Figure 12: Inference efficiency of lmKAN layers as a function of grid intervals $G$ , confirming independence of throughput from $G$ .

Training Pipeline

A multi-staged fitting procedure is used, starting with pure MLP mode, gradually increasing lmKAN contribution, and decaying Hessian regularization. Preconditioning schemes (ReLU-first vs ReLU-last) are compared, with ReLU-first offering absorption into lmKAN layers and lower inference cost.

Figure 13: Multi-staged fitting procedure, showing loss dynamics and regularization decay.

Figure 14: Preconditioning scheme comparison on CIFAR-10.

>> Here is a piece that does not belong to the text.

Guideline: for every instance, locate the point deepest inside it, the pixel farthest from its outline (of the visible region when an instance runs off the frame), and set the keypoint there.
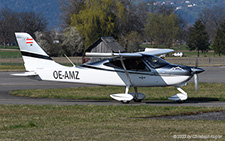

Figure 15: Preconditioning scheme comparison in general function approximation.

Limitations

lmKANs are harder to converge at excessively high grid resolutions $G$ , and large $G$ increases memory requirements. Current CUDA kernels are implemented only for float32; support for lower-precision types (e.g., bfloat16) is pending. Latency, while not dependent on $G$ in throughput, can be affected in practice.

Implications and Future Directions

lmKANs provide a principled and efficient alternative to high-dimensional linear mappings in deep learning, with strong empirical evidence for Pareto-optimality in the FLOPs-accuracy plane across diverse tasks. The approach is compatible with existing architectures and can be extended to higher-dimensional splines, though with increased computational cost. The use of multivariate spline lookup tables opens avenues for further research in conditional computation, hardware co-design, and efficient parametrization of complex function classes. Future work may focus on improved optimization schemes for high-resolution grids, support for mixed-precision inference, and integration with domain-specific architectures.

Conclusion

Lookup multivariate Kolmogorov-Arnold Networks (lmKANs) represent a significant advancement in the efficient parametrization and computation of high-dimensional mappings in deep learning. By leveraging multivariate spline lookup tables and custom GPU kernels, lmKANs achieve substantial reductions in inference FLOPs and wall-clock time while maintaining or improving accuracy across general function approximation, tabular regression, and convolutional settings. Theoretical and empirical analyses support the superiority of multivariate parametrization over univariate alternatives, and the proposed regularization and training schemes ensure robust generalization. lmKANs are well-positioned for broad adoption as a scalable, efficient replacement for linear layers in modern neural architectures.